Created attachment 996381 [details] Full log Description of problem: mdadm --stop /dev/md127 hangs forever. There are no kernel messages. The complete sequence of md commands is shown in the attachment. This is a regression. The same test worked a couple of weeks ago. Version-Release number of selected component (if applicable): mdadm-3.3.2-1.fc22.x86_64 How reproducible: 100% Steps to Reproduce: See attachment.
Richard, Your bug report is incomplete. Please provide: 1) full sequence of mdadm commands executed 2) /proc/mdstat output 3) SCSI driver used to provide the drives used in the MD array 4) Is there a LVM volume sitting on top of the RAID? There is an OOPS in the logs, thats almost certainly why it's hanging, so this isn't an mdadm bug, but a kernel bug. Jes
I wonder if it's better to supply the actual disk image? (1) The sequence of commands is: # we have a guest with 4 disks and 4 partitions per disk mdadm --create --run r1t1 --level raid1 --raid-devices 2 /dev/sda1 /dev/sdb1 mdadm --create --run r1t2 --level raid1 --raid-devices 2 --chunk 64 /dev/sdc1 /dev/sdd1 mdadm --create --run r5t1 --level 5 --raid-devices 4 --spare-devices 1 /dev/sda2 /dev/sdb2 /dev/sdc2 /dev/sdd2 missing mdadm --create --run r5t2 --level 5 --raid-devices 3 missing /dev/sda3 /dev/sdb3 mdadm --create --run r5t3 --level 5 --raid-devices 2 --spare-devices 2 /dev/sdc3 missing missing /dev/sdd3 mdadm -D --export /dev/md127 # we then create filesystems on all 5 of the above arrays # we then mount them and write some stuff # at this point we reboot the guest mdadm --stop /dev/md127 (2) /proc/mdstat output is: Personalities : [raid6] [raid5] [raid4] md127 : inactive sdc3[0] sdd3[3] 2048 blocks super 1.2 unused devices: <none> (3) virtio-scsi (4) No LVM is involved here.
Created attachment 997143 [details] rhbz1197305.tar What I've done is to take the 4 disk images, xz-compress them (they are almost completely sparse), and then tar them into a single tarball.
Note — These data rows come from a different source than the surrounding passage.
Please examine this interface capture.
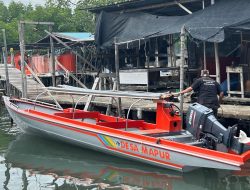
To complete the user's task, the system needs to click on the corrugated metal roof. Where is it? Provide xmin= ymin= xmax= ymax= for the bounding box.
xmin=88 ymin=0 xmax=211 ymax=16
xmin=53 ymin=32 xmax=95 ymax=42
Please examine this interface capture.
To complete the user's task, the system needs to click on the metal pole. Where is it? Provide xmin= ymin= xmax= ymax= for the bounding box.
xmin=202 ymin=1 xmax=207 ymax=70
xmin=18 ymin=22 xmax=27 ymax=98
xmin=49 ymin=25 xmax=56 ymax=86
xmin=214 ymin=43 xmax=220 ymax=84
xmin=2 ymin=29 xmax=10 ymax=96
xmin=114 ymin=37 xmax=122 ymax=117
xmin=180 ymin=26 xmax=185 ymax=118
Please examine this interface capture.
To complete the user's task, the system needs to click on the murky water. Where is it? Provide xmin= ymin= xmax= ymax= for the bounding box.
xmin=0 ymin=105 xmax=250 ymax=190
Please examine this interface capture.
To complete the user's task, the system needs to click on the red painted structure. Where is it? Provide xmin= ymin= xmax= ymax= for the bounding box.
xmin=56 ymin=52 xmax=76 ymax=73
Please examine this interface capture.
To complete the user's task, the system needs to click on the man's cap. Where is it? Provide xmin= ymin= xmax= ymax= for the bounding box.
xmin=201 ymin=70 xmax=209 ymax=77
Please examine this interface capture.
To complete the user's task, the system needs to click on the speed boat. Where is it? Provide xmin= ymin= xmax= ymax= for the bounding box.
xmin=3 ymin=87 xmax=250 ymax=172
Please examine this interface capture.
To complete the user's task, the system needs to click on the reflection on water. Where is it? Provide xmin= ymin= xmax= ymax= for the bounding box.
xmin=0 ymin=104 xmax=250 ymax=190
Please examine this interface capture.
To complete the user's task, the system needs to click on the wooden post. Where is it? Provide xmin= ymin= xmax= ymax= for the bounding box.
xmin=114 ymin=37 xmax=122 ymax=117
xmin=2 ymin=29 xmax=10 ymax=96
xmin=180 ymin=26 xmax=185 ymax=118
xmin=214 ymin=43 xmax=220 ymax=84
xmin=18 ymin=22 xmax=27 ymax=98
xmin=49 ymin=25 xmax=56 ymax=87
xmin=84 ymin=77 xmax=100 ymax=111
xmin=10 ymin=48 xmax=15 ymax=67
xmin=2 ymin=47 xmax=10 ymax=96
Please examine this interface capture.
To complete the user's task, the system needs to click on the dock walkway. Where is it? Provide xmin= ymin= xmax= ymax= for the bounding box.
xmin=40 ymin=95 xmax=250 ymax=120
xmin=0 ymin=64 xmax=44 ymax=98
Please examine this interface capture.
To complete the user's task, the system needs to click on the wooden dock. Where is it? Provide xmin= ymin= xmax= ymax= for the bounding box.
xmin=0 ymin=64 xmax=250 ymax=121
xmin=0 ymin=64 xmax=44 ymax=99
xmin=37 ymin=95 xmax=250 ymax=120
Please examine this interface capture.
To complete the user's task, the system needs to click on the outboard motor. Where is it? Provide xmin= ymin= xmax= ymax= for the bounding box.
xmin=186 ymin=103 xmax=237 ymax=149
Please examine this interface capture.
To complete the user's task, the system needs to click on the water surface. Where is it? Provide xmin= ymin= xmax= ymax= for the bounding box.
xmin=0 ymin=105 xmax=250 ymax=190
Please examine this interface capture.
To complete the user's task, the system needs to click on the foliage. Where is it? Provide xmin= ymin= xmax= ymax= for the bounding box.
xmin=0 ymin=0 xmax=124 ymax=45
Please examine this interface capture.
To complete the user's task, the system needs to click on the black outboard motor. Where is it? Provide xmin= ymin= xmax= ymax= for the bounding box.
xmin=186 ymin=103 xmax=236 ymax=149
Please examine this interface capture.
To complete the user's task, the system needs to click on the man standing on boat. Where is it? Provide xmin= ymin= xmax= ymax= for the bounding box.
xmin=180 ymin=70 xmax=224 ymax=116
xmin=163 ymin=70 xmax=224 ymax=116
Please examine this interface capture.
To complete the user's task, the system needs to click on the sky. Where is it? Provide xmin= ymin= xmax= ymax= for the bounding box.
xmin=3 ymin=0 xmax=46 ymax=5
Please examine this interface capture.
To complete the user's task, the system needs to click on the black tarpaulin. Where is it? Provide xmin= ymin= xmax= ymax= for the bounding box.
xmin=95 ymin=0 xmax=250 ymax=48
xmin=185 ymin=0 xmax=250 ymax=42
xmin=95 ymin=12 xmax=189 ymax=48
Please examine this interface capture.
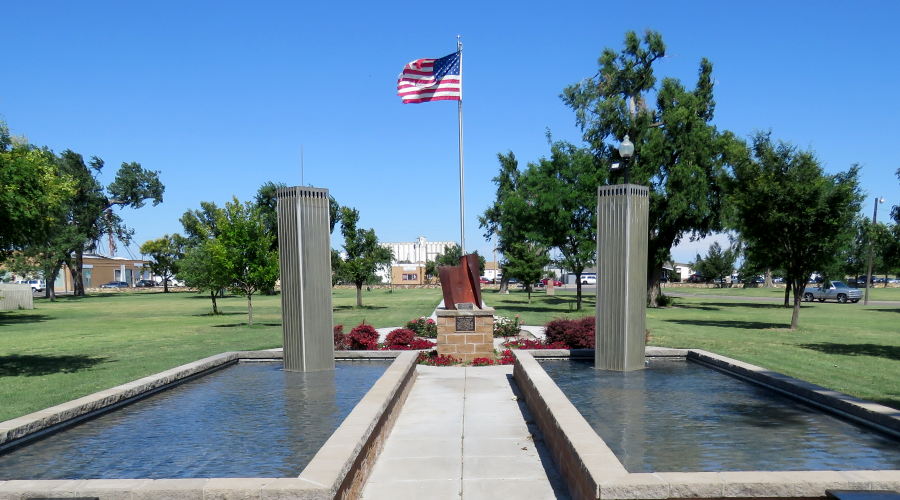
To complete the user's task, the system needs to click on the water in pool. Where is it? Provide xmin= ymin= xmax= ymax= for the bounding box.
xmin=0 ymin=361 xmax=390 ymax=480
xmin=541 ymin=360 xmax=900 ymax=472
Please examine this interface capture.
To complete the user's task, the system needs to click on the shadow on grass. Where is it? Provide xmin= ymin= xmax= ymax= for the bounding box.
xmin=797 ymin=342 xmax=900 ymax=361
xmin=0 ymin=312 xmax=50 ymax=326
xmin=332 ymin=305 xmax=387 ymax=311
xmin=492 ymin=302 xmax=594 ymax=316
xmin=703 ymin=301 xmax=788 ymax=309
xmin=212 ymin=323 xmax=281 ymax=328
xmin=664 ymin=319 xmax=790 ymax=330
xmin=0 ymin=354 xmax=106 ymax=377
xmin=672 ymin=302 xmax=722 ymax=311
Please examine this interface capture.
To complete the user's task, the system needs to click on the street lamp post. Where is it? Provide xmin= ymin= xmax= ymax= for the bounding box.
xmin=619 ymin=135 xmax=634 ymax=184
xmin=863 ymin=198 xmax=884 ymax=306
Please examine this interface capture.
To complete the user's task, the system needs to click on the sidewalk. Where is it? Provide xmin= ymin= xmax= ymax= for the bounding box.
xmin=362 ymin=366 xmax=568 ymax=500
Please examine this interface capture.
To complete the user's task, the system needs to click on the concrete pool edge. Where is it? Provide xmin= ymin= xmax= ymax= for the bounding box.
xmin=513 ymin=349 xmax=900 ymax=499
xmin=0 ymin=350 xmax=418 ymax=500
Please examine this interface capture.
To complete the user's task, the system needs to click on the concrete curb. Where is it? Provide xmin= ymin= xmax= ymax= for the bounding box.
xmin=513 ymin=350 xmax=900 ymax=499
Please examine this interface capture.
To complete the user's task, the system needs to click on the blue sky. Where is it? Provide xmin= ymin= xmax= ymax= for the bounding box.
xmin=0 ymin=1 xmax=900 ymax=261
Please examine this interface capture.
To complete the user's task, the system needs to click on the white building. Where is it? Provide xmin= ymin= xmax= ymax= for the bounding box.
xmin=381 ymin=236 xmax=456 ymax=264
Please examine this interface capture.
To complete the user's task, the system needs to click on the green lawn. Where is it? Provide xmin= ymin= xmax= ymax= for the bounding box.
xmin=0 ymin=289 xmax=900 ymax=420
xmin=485 ymin=289 xmax=900 ymax=408
xmin=663 ymin=285 xmax=900 ymax=301
xmin=0 ymin=290 xmax=440 ymax=421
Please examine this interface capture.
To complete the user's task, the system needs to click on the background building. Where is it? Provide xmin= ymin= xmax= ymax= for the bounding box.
xmin=381 ymin=236 xmax=456 ymax=264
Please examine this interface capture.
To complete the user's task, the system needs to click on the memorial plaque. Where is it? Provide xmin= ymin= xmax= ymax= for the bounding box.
xmin=456 ymin=316 xmax=475 ymax=332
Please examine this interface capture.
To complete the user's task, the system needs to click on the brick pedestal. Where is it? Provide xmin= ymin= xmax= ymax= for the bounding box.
xmin=437 ymin=307 xmax=494 ymax=361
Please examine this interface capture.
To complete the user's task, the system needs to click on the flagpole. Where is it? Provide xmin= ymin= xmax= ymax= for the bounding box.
xmin=456 ymin=35 xmax=466 ymax=255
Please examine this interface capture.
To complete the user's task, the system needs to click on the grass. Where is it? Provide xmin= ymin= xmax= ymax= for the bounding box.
xmin=663 ymin=285 xmax=900 ymax=301
xmin=0 ymin=289 xmax=900 ymax=421
xmin=0 ymin=289 xmax=440 ymax=421
xmin=485 ymin=289 xmax=900 ymax=408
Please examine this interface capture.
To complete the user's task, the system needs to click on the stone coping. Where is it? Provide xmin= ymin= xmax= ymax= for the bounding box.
xmin=0 ymin=350 xmax=418 ymax=500
xmin=513 ymin=350 xmax=900 ymax=499
xmin=513 ymin=346 xmax=688 ymax=359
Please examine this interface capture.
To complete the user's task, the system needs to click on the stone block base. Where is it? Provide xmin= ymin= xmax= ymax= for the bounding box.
xmin=437 ymin=307 xmax=494 ymax=362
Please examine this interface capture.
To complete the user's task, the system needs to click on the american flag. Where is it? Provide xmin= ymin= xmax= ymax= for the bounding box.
xmin=397 ymin=52 xmax=462 ymax=103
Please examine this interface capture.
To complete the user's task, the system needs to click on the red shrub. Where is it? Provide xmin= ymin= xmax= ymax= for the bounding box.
xmin=416 ymin=351 xmax=460 ymax=366
xmin=347 ymin=323 xmax=378 ymax=351
xmin=385 ymin=328 xmax=416 ymax=347
xmin=334 ymin=325 xmax=347 ymax=351
xmin=472 ymin=358 xmax=494 ymax=366
xmin=409 ymin=337 xmax=437 ymax=349
xmin=544 ymin=316 xmax=595 ymax=349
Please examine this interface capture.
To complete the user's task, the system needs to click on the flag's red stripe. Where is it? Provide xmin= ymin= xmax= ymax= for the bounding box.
xmin=403 ymin=96 xmax=462 ymax=104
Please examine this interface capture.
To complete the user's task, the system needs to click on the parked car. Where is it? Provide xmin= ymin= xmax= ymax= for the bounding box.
xmin=100 ymin=281 xmax=128 ymax=288
xmin=16 ymin=280 xmax=44 ymax=292
xmin=687 ymin=273 xmax=706 ymax=283
xmin=803 ymin=281 xmax=862 ymax=304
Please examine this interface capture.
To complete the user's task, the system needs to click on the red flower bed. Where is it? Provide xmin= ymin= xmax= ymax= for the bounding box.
xmin=544 ymin=316 xmax=595 ymax=349
xmin=385 ymin=328 xmax=416 ymax=347
xmin=347 ymin=323 xmax=378 ymax=351
xmin=334 ymin=325 xmax=347 ymax=351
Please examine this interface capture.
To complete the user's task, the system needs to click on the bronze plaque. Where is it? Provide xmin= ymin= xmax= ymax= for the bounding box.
xmin=456 ymin=316 xmax=475 ymax=332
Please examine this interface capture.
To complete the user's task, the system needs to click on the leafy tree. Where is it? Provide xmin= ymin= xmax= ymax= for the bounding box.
xmin=691 ymin=242 xmax=737 ymax=283
xmin=178 ymin=239 xmax=230 ymax=314
xmin=520 ymin=141 xmax=608 ymax=310
xmin=478 ymin=151 xmax=527 ymax=293
xmin=503 ymin=241 xmax=550 ymax=304
xmin=61 ymin=150 xmax=165 ymax=295
xmin=732 ymin=133 xmax=861 ymax=330
xmin=332 ymin=207 xmax=393 ymax=307
xmin=141 ymin=233 xmax=187 ymax=293
xmin=0 ymin=122 xmax=75 ymax=261
xmin=562 ymin=31 xmax=743 ymax=306
xmin=216 ymin=198 xmax=278 ymax=326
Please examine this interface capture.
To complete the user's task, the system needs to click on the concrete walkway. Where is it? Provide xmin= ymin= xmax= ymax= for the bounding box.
xmin=362 ymin=366 xmax=568 ymax=500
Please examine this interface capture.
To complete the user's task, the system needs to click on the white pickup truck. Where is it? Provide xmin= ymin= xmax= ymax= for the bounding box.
xmin=803 ymin=281 xmax=862 ymax=304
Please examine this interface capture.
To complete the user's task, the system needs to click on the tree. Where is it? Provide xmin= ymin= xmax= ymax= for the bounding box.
xmin=562 ymin=31 xmax=742 ymax=307
xmin=141 ymin=233 xmax=187 ymax=293
xmin=691 ymin=242 xmax=737 ymax=284
xmin=503 ymin=241 xmax=550 ymax=304
xmin=478 ymin=151 xmax=525 ymax=293
xmin=216 ymin=198 xmax=278 ymax=326
xmin=178 ymin=239 xmax=230 ymax=314
xmin=61 ymin=156 xmax=165 ymax=295
xmin=332 ymin=207 xmax=393 ymax=307
xmin=520 ymin=141 xmax=608 ymax=310
xmin=732 ymin=133 xmax=861 ymax=330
To reproduce this (on the very latest Rawhide): tar xf rhbz1197305.tar unxz mdadm-?.img.xz virt-rescue --ro -a mdadm-1.img -a mdadm-2.img -a mdadm-3.img -a mdadm-4.img At the virt-rescue prompt, type: mdadm --stop /dev/md127 & The mdadm command will hang forever, and at the same time you can investigate what's going on in the guest.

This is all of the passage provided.